The unrest began last Tuesday when Al Qaeda announced that the number of virgins a suicide bomber would receive after his death would be cut by 25% this February from 72 to 54. A spokesman said increases in recent years in the number of suicide bombings has resulted in a shortage of virgins in the afterlife.
The suicide bombers' union, the British Organization of Occupational Martyrs ( B.O.O.M.) responded with a statement saying the move was unacceptable to its members and called for a strike vote. General Secretary Abdullah Amir told the press, "Our members are literally working themselves to death in the cause of Jihad.
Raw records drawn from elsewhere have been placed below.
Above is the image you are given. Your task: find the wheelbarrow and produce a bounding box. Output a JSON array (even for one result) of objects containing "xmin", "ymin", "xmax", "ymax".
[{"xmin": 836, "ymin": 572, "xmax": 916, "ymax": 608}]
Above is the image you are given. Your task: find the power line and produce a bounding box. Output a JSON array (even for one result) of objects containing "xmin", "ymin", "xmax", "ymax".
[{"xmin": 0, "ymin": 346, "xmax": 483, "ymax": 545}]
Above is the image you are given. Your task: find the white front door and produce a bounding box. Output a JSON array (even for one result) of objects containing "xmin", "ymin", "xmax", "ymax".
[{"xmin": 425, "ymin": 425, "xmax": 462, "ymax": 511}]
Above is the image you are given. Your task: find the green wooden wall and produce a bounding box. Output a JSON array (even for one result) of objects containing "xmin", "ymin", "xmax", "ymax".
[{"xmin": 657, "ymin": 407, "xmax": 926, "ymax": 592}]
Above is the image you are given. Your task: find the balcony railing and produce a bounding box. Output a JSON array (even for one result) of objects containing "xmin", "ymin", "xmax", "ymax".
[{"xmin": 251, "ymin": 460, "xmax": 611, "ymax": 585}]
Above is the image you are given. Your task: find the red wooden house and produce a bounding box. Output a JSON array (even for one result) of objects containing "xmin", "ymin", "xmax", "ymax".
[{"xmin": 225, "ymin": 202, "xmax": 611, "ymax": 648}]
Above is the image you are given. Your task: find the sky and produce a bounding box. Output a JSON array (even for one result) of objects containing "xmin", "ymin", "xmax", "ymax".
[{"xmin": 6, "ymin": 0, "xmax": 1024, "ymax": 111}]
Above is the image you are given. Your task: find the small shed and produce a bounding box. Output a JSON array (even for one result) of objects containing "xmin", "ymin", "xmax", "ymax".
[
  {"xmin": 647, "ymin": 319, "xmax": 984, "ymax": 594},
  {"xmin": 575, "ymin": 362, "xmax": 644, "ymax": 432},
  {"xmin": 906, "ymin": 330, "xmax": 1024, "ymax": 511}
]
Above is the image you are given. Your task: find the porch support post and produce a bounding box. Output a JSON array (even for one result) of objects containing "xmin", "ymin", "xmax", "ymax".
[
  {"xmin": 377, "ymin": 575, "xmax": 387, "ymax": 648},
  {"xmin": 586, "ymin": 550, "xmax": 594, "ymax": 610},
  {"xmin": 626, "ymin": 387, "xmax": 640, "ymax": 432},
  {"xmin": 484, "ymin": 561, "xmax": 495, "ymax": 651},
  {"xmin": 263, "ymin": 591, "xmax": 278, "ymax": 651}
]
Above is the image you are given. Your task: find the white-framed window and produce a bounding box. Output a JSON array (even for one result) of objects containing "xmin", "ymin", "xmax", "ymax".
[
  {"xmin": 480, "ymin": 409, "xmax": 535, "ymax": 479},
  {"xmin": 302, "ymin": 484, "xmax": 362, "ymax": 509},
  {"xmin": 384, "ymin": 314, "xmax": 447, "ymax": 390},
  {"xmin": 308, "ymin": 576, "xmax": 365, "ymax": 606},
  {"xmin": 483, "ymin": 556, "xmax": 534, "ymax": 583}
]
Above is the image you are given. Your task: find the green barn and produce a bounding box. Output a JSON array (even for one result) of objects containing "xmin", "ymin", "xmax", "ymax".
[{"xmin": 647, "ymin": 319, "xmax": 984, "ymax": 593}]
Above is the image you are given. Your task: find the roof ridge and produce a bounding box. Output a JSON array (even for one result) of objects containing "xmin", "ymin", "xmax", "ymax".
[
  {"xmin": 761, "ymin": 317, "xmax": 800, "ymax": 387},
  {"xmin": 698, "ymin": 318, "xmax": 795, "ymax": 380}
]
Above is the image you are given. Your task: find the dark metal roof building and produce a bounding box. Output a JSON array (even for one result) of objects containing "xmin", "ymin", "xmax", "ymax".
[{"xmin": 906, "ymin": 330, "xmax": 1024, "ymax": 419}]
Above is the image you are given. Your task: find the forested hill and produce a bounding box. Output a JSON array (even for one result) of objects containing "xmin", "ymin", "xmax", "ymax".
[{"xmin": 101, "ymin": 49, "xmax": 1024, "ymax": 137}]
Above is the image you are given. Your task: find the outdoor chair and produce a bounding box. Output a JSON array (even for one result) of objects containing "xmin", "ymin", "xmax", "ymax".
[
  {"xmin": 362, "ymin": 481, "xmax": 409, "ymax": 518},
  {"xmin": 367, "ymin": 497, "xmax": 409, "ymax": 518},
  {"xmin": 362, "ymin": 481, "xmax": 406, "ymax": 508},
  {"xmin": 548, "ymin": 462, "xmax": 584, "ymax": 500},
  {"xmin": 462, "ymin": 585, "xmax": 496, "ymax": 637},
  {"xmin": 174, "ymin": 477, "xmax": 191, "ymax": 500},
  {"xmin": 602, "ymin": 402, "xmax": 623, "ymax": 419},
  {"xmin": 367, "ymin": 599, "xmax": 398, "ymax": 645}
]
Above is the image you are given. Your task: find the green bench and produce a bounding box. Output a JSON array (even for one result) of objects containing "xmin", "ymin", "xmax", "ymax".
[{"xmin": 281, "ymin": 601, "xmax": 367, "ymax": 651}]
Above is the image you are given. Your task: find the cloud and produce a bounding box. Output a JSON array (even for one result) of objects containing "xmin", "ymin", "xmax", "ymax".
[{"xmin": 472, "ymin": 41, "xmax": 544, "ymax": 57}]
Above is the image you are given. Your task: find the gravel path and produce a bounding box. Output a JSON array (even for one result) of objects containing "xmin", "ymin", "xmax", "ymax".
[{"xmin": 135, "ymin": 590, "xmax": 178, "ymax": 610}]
We don't ask for much in return but to be treated like this is like a kick in the teeth".
Speaking from his shed in Tipton in the West Midlands, Al Qaeda chief executive Haisheet Mapants explained, "I sympathize with our workers concerns but Al Qaeda is simply not in a position to meet their demands. They are simply not accepting the realities of modern-day Jihad in a competitive marketplace. Thanks to Western depravity, there is now a chronic shortage of virgins in the afterlife. It's a straight choice between reducing expenditures or laying people off. I don't like cutting benefits but I'd hate to have to tell 3,000 of my staff that they won't be able to blow themselves up."
Spokespersons for the union in the North East of England, Ireland, Wales and the entire Australian continent stated that the change would not hurt their membership as there are so few virgins in their areas anyway.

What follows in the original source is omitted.